First we load the data from the activity.csv. We use dplyr library for easier manipulation with the data. The dates are handled with the lubridate library.
library(dplyr)
##
## Attaching package: 'dplyr'
## The following objects are masked from 'package:stats':
##
## filter, lag
## The following objects are masked from 'package:base':
##
## intersect, setdiff, setequal, union
library(lubridate)
##
## Attaching package: 'lubridate'
## The following objects are masked from 'package:base':
##
## date, intersect, setdiff, union
activity <- read.csv("/Users/arunasingh/Downloads/Projects/R Projects/activity.csv", header = TRUE, sep = ",", na.strings = "NA")
First, we calculate total number of steps taken each day; we omit the incomplete cases, i.e., when the number of steps is not reported (missing in the data).
activity_steps <- subset(activity, complete.cases(activity)) %>%
group_by(date) %>% summarise(total= sum(steps))
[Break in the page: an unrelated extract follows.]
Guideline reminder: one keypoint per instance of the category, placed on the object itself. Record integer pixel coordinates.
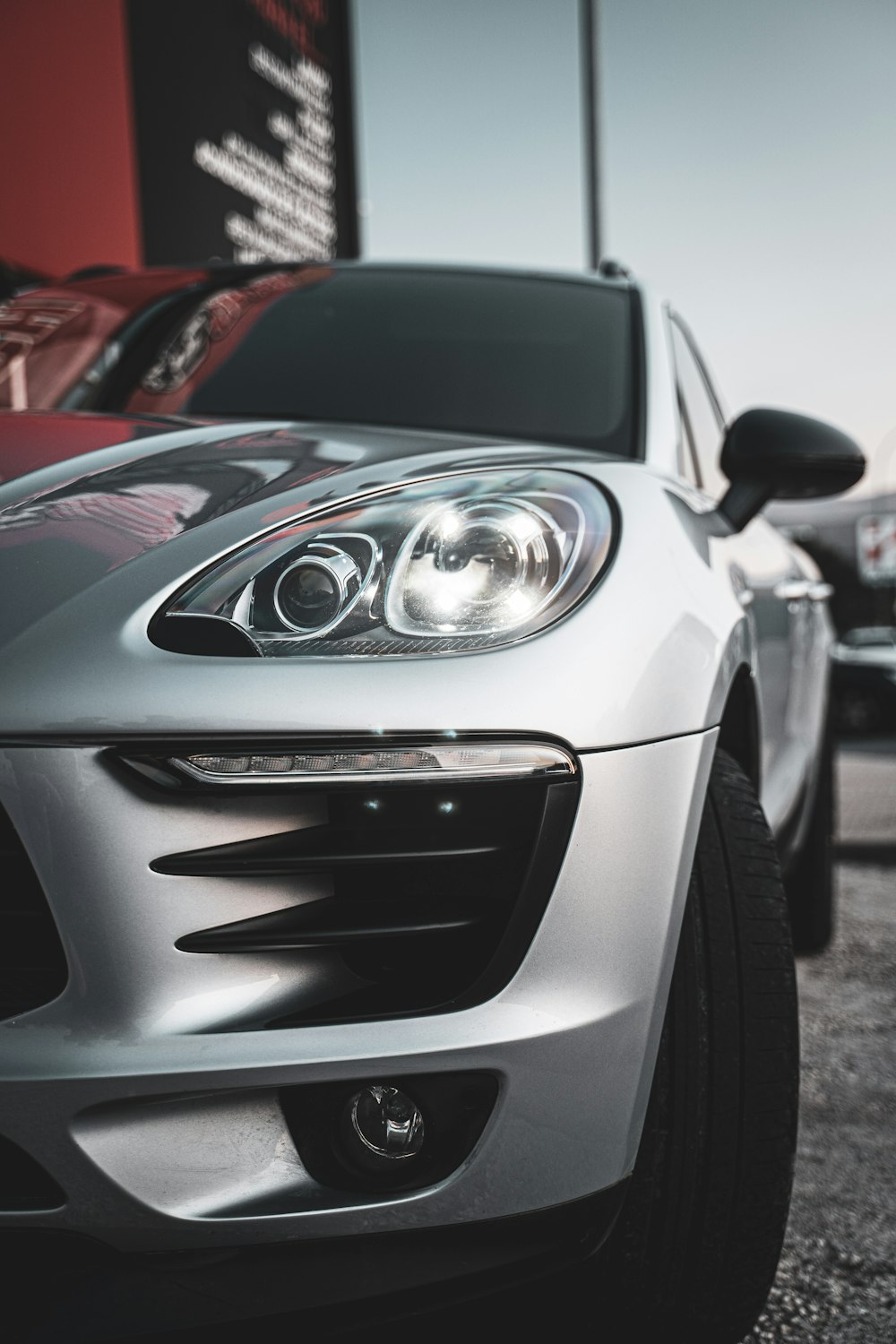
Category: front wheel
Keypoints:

## `summarise()` ungrouping output (override with `.groups` argument)
Next, we make a histogram of the total number of steps in order to see its variance and distribution.
hist(activity_steps$total, breaks = 10, main = "Histogram of total number of steps taken each day", xlab = "Total number of steps per day")
Finally, we compute mean and median values of the total number of steps.
mean(activity_steps$total)
## [1] 10766.19
median(activity_steps$total)
## [1] 10765
Below, we can see as the number of steps changes throughout the day (averaged across all the days).
steps_per_interval <- activity %>%
group_by(interval) %>%
summarize(mean = mean(steps, na.rm = TRUE))
## `summarise()` ungrouping output (override with `.groups` argument)
plot(steps_per_interval, type = 'l', main = "Average number of steps per interval",
xlab = "Time interval", ylab = "Average number of steps")
The 5-minute interval with maximum number of steps is as follows:
max_steps <- max(steps_per_interval$mean)
subset(steps_per_interval, mean == max_steps)$interval
## [1] 835
The total number of rows with missing values:
sum(!complete.cases(activity))
## [1] 2304
We fill the missing values of steps with the average number of steps for the given 5-minute interval.
interval_means <- sapply(activity$interval,
function(x) subset(steps_per_interval, interval == x)$mean)
missing <- is.na(activity$steps)
activity_imputed <- activity
activity_imputed[missing, ]$steps <- interval_means[missing]
Next, we calculate total number of steps on the imputed data and visualize the histogram in order to compare it with the original data.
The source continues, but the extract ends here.